The function will return a tuple of (HashSet containing all the unique values from the list, number of duplicates removed).
For example, if the list contains [“a”, “b”, “a”, “c”],
the result will be (HashSet containing “a”, “b”, “c”, 1), because “a” was duplicated.
Example usage:
let values = vec![“a”, “b”, “a”, “c”];
let (value_set, dupes) = values.h_list_to_hashset();
value_set will contain “a”, “b”, “c”, and dupes will be 1.
This function converts a list of keys and a list of values into a HashMap.
The keys and values must implement the Eq, Hash, and Clone traits to be stored in a HashMap.

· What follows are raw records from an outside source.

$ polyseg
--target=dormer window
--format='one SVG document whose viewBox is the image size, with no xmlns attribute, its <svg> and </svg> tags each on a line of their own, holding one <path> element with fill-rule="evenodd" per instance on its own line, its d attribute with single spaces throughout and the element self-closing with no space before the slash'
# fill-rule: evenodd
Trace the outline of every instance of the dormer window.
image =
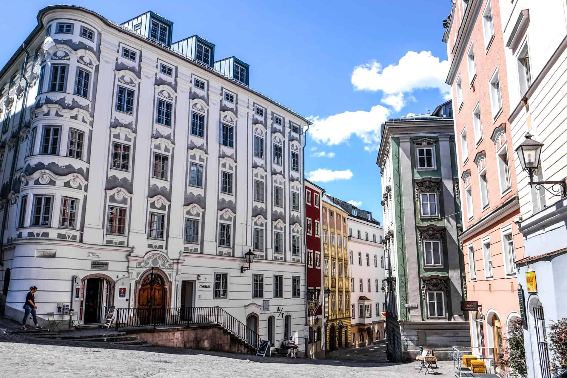
<svg viewBox="0 0 567 378">
<path fill-rule="evenodd" d="M 167 26 L 160 22 L 153 19 L 151 20 L 151 28 L 150 31 L 150 37 L 155 39 L 156 41 L 167 44 L 167 35 L 169 32 L 169 28 Z"/>
<path fill-rule="evenodd" d="M 197 43 L 197 54 L 195 58 L 200 62 L 202 62 L 208 66 L 210 65 L 211 49 L 205 45 Z"/>
<path fill-rule="evenodd" d="M 234 63 L 234 78 L 241 83 L 246 83 L 246 69 L 238 63 Z"/>
</svg>

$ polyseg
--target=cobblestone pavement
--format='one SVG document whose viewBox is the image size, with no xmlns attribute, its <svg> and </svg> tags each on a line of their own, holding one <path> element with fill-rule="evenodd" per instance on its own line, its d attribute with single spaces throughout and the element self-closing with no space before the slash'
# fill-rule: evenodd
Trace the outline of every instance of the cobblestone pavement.
<svg viewBox="0 0 567 378">
<path fill-rule="evenodd" d="M 1 323 L 1 322 L 0 322 Z M 383 363 L 380 346 L 333 352 L 325 360 L 264 358 L 191 349 L 40 339 L 6 333 L 0 324 L 0 377 L 422 377 L 415 364 Z M 452 363 L 439 363 L 448 375 Z M 418 368 L 418 367 L 417 367 Z"/>
</svg>

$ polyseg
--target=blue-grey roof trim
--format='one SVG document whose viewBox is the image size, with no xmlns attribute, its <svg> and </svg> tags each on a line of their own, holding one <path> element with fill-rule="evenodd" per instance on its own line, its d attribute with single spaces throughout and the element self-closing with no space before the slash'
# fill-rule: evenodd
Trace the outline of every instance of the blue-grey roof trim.
<svg viewBox="0 0 567 378">
<path fill-rule="evenodd" d="M 268 95 L 266 95 L 262 93 L 260 91 L 256 90 L 252 88 L 249 86 L 247 86 L 247 85 L 246 85 L 245 84 L 243 84 L 243 83 L 239 82 L 238 80 L 235 80 L 235 79 L 232 79 L 232 78 L 230 78 L 229 76 L 227 76 L 226 75 L 225 75 L 224 74 L 222 74 L 222 73 L 220 73 L 220 72 L 219 72 L 218 71 L 215 71 L 215 70 L 213 69 L 211 67 L 209 67 L 209 66 L 205 65 L 204 63 L 201 63 L 201 62 L 199 62 L 199 61 L 198 61 L 197 60 L 192 59 L 192 58 L 190 58 L 189 57 L 187 57 L 186 56 L 183 55 L 182 54 L 179 54 L 179 53 L 176 53 L 176 52 L 173 51 L 171 49 L 171 48 L 168 48 L 167 46 L 165 46 L 165 45 L 162 45 L 161 44 L 156 43 L 154 42 L 153 41 L 153 40 L 151 40 L 151 39 L 150 39 L 149 38 L 146 38 L 145 37 L 144 37 L 142 35 L 141 35 L 139 33 L 137 33 L 137 32 L 134 32 L 133 30 L 130 30 L 130 29 L 128 29 L 126 27 L 122 26 L 120 24 L 119 24 L 119 23 L 117 23 L 116 22 L 115 22 L 114 21 L 112 21 L 111 20 L 109 20 L 108 19 L 106 18 L 105 17 L 103 17 L 102 15 L 99 14 L 98 13 L 97 13 L 96 12 L 95 12 L 94 11 L 92 11 L 92 10 L 91 10 L 90 9 L 87 9 L 86 8 L 84 8 L 83 7 L 79 6 L 78 6 L 78 5 L 50 5 L 50 6 L 45 7 L 43 9 L 41 10 L 37 13 L 37 26 L 35 28 L 34 28 L 34 29 L 32 31 L 32 32 L 29 34 L 29 36 L 28 36 L 27 38 L 26 39 L 26 40 L 24 41 L 24 43 L 25 43 L 26 44 L 29 44 L 29 42 L 34 37 L 35 37 L 35 36 L 37 34 L 37 33 L 39 33 L 43 28 L 43 24 L 41 22 L 41 17 L 43 16 L 43 14 L 44 13 L 49 11 L 53 10 L 57 10 L 57 9 L 72 9 L 72 10 L 80 10 L 80 11 L 85 12 L 86 13 L 90 14 L 91 14 L 91 15 L 94 15 L 94 16 L 95 16 L 96 17 L 99 18 L 99 19 L 100 19 L 101 20 L 102 20 L 103 22 L 105 23 L 108 25 L 109 25 L 110 26 L 112 26 L 112 27 L 114 27 L 114 28 L 116 28 L 116 29 L 119 29 L 119 30 L 120 30 L 120 31 L 122 31 L 123 32 L 128 33 L 129 35 L 130 35 L 131 36 L 132 36 L 132 37 L 133 37 L 134 38 L 137 38 L 138 39 L 139 39 L 139 40 L 143 40 L 143 41 L 145 41 L 146 42 L 147 42 L 148 43 L 151 43 L 153 46 L 154 46 L 155 47 L 156 47 L 156 48 L 157 48 L 158 49 L 162 49 L 164 50 L 164 51 L 168 52 L 169 53 L 170 53 L 171 54 L 173 54 L 176 55 L 176 56 L 177 56 L 178 57 L 181 57 L 181 58 L 185 59 L 185 60 L 187 60 L 188 62 L 191 62 L 191 63 L 192 63 L 193 64 L 194 64 L 196 65 L 199 66 L 200 66 L 201 68 L 202 68 L 204 70 L 208 70 L 211 73 L 214 74 L 215 75 L 217 75 L 218 77 L 222 77 L 222 78 L 225 79 L 226 80 L 230 80 L 230 82 L 231 82 L 235 85 L 239 86 L 242 87 L 243 87 L 243 88 L 245 88 L 246 90 L 248 90 L 248 91 L 250 91 L 251 92 L 252 92 L 253 93 L 255 94 L 256 95 L 257 95 L 260 97 L 261 97 L 263 99 L 266 100 L 266 101 L 268 101 L 272 103 L 272 104 L 274 104 L 274 105 L 277 105 L 277 106 L 278 106 L 278 107 L 280 107 L 281 108 L 282 108 L 283 109 L 285 109 L 285 110 L 287 111 L 288 112 L 289 112 L 291 114 L 294 114 L 296 117 L 298 117 L 298 118 L 301 118 L 302 120 L 303 120 L 306 122 L 307 122 L 308 125 L 312 125 L 313 124 L 312 122 L 311 122 L 311 121 L 310 121 L 307 118 L 306 118 L 303 116 L 301 115 L 301 114 L 299 114 L 297 112 L 294 111 L 291 108 L 289 108 L 289 107 L 285 106 L 285 105 L 284 105 L 284 104 L 282 104 L 278 102 L 276 100 L 274 100 L 274 99 L 272 99 L 272 97 L 269 97 L 269 96 L 268 96 Z M 10 60 L 9 60 L 7 63 L 6 63 L 6 64 L 5 65 L 4 67 L 2 67 L 2 70 L 0 70 L 0 77 L 2 77 L 6 73 L 6 71 L 8 70 L 8 69 L 14 63 L 14 61 L 15 61 L 18 59 L 18 56 L 20 54 L 22 54 L 23 53 L 23 49 L 22 46 L 20 46 L 20 48 L 16 51 L 16 52 L 15 52 L 14 53 L 14 54 L 10 58 Z"/>
</svg>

The function will return a Result containing a HashMap where each key from the list of keys is associated with the corresponding value
from the list of values, or a vector of errors if issues are found (length mismatch or duplicate keys).
For example, if the list of keys is [1, 2, 3] and the list of values is [“a”, “b”, “c”],
the resulting HashMap will contain the pairs (1, “a”), (2, “b”), and (3, “c”).
If lengths don’t match or there are duplicate keys, it returns errors.
Example usage:
let keys = vec![1, 2, 3];
let values = vec![“a”, “b”, “c”];
let map = h_list_to_hashmap(&keys, &values);
The result will be Ok(HashMap) containing the pairs (1, “a”), (2, “b”), and (3, “c”).